- Reign: 1999- 2019
- Coronation: October 1999
- Predecessor: Etsu Idirisu Gana II
- Successor: Etsu Umar Bologi II
- Born: 1 September 1958 Pategi, Kwara State
- Died: 19 March 2019 (aged 60) Abuja

Names
- Haliru Ibrahim Chatta
- Religion: Sunni Islam
- Occupation: traditional ruler

= Ibrahim Umaru Chatta =

Etsu Patigi (1958–2019)

Haliru Ibrahim Bologi Umaru Chatta (1 September 1958 – 19 March 2019) was a Nigerian first class traditional ruler of the Patigi Emirate as Etsu Patigi from 1999 to 2001.

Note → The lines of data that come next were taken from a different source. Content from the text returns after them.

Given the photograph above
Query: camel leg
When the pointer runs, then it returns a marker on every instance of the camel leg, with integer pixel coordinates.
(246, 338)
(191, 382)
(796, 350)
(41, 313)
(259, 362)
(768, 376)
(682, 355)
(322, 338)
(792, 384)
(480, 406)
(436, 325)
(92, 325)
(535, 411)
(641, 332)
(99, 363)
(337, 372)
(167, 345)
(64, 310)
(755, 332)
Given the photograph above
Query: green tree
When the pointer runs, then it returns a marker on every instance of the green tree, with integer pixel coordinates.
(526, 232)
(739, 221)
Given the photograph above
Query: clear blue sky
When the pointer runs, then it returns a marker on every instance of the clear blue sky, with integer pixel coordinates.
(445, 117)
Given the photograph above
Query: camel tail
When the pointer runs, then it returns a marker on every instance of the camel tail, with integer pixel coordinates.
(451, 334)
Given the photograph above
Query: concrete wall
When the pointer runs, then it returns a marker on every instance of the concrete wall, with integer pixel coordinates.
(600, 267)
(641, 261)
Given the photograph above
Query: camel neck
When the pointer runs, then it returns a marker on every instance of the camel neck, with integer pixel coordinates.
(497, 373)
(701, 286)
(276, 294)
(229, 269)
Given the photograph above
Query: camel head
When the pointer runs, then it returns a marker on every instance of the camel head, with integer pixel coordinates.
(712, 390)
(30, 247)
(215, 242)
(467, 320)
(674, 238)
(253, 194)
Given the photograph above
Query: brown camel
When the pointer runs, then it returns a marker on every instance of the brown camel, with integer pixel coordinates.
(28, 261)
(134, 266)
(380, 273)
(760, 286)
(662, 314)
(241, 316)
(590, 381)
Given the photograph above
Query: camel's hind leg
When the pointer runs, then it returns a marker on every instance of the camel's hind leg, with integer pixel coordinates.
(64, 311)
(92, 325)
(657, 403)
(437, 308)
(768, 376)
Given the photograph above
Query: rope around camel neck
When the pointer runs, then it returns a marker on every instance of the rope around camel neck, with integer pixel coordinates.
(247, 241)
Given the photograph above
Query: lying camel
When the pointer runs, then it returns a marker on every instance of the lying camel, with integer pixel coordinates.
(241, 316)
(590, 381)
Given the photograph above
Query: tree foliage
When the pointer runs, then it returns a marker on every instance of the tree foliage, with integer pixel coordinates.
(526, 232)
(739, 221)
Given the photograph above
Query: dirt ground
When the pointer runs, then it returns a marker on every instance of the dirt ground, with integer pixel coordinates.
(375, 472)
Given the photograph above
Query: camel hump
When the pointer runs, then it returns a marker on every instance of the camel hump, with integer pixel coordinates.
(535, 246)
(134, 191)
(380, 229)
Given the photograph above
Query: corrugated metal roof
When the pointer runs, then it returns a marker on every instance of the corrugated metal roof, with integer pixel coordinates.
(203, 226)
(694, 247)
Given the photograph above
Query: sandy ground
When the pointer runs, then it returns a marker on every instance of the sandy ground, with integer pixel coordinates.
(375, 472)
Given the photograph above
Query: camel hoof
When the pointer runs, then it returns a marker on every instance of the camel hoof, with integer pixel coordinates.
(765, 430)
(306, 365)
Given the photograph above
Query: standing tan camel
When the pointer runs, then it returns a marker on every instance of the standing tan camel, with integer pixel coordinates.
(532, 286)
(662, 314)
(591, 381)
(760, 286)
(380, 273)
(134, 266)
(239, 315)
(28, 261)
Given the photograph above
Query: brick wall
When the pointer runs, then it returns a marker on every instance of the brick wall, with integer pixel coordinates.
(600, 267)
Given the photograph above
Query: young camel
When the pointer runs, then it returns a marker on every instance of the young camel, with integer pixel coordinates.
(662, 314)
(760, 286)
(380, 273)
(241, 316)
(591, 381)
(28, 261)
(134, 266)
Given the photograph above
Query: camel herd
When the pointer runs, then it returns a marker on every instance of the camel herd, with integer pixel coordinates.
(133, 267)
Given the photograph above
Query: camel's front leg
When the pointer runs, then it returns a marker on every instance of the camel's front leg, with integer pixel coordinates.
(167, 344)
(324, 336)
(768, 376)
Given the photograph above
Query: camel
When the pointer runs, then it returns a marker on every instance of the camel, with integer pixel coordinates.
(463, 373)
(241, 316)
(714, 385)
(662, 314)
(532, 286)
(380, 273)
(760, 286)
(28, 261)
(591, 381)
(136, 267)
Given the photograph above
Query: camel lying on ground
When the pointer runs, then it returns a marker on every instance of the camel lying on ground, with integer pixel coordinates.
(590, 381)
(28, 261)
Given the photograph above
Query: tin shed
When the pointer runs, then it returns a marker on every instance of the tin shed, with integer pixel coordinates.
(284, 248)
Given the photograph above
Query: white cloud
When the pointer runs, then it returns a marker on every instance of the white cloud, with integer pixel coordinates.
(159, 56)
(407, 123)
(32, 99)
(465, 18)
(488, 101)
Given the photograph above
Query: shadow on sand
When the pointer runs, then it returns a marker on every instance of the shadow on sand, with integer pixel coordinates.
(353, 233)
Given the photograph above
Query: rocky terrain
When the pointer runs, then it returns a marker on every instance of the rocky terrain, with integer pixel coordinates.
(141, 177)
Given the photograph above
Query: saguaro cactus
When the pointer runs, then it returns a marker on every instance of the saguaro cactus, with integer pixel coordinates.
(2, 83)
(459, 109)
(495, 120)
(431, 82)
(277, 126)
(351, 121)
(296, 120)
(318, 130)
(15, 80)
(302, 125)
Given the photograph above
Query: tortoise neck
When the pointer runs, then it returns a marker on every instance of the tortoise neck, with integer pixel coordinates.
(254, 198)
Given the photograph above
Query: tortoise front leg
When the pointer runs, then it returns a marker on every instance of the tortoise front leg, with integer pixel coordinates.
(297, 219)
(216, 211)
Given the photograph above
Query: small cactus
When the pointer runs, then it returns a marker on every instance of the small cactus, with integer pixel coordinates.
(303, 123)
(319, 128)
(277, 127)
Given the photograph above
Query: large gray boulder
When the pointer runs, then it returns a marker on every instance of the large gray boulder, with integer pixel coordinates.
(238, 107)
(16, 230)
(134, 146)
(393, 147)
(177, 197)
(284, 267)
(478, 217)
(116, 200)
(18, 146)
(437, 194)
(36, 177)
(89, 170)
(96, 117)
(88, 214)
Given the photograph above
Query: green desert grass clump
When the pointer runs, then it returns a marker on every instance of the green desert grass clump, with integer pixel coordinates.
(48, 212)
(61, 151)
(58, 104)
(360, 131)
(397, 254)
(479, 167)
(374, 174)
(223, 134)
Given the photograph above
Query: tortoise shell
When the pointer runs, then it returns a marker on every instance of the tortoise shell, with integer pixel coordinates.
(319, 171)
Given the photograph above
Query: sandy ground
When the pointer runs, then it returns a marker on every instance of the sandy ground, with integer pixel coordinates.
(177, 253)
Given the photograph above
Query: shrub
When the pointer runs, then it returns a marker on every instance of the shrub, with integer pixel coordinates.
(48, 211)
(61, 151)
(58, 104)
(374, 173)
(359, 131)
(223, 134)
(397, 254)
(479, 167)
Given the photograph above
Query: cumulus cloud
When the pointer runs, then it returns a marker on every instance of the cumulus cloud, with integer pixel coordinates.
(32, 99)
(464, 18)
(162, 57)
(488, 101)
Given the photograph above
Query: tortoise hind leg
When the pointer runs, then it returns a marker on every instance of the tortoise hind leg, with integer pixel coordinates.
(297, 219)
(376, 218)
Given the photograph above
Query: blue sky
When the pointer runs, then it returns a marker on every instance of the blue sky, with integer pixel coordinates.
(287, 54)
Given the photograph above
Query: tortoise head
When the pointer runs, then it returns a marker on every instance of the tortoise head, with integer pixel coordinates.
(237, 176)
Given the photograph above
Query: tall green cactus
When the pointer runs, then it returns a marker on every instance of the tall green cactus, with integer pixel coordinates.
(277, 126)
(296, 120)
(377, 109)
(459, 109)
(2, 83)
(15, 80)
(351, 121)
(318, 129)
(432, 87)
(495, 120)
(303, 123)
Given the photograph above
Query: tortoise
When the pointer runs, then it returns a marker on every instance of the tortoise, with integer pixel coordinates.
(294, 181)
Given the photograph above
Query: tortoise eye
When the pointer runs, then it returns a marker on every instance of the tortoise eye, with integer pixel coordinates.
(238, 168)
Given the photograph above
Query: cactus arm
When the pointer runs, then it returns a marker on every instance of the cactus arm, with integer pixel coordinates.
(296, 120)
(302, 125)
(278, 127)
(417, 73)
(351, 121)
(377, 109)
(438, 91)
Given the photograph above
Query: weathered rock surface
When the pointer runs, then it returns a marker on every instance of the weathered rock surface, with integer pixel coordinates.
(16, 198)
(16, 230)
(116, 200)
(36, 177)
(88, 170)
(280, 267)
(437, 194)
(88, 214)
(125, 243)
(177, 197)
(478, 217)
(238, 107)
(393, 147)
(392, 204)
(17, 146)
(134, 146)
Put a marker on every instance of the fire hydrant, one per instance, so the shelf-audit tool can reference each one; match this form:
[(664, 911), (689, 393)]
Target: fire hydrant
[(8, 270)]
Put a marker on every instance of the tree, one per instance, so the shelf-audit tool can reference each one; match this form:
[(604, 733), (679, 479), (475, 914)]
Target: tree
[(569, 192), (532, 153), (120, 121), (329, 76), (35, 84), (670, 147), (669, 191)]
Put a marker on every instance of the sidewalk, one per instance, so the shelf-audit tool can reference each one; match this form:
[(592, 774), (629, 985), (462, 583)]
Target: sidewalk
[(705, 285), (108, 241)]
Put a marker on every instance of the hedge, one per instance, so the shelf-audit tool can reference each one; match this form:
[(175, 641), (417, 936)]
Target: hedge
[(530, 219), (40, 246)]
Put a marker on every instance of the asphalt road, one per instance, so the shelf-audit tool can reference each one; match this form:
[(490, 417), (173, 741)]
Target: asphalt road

He was turbanned as the Etsu Patigi since 1999 spending twenty years on the throne. He succeeded Etsu Idirisu Gana, who had ruled from 1966 to 1996. Chatta was succeeded by his son Eu Umaru Bologi II.

== Education ==
He attended the Government Secondary School, Illorin from 1969 to 1972.

== Turbaning ==
After he was turbanned as the Etsu Patigi in 1999, he became the vice-chairman of the Kwara State Traditional Council.

Chatta died after a brief illness at Abuja general hospital.

== Families ==
The monarch was survived by five wives with thirty children.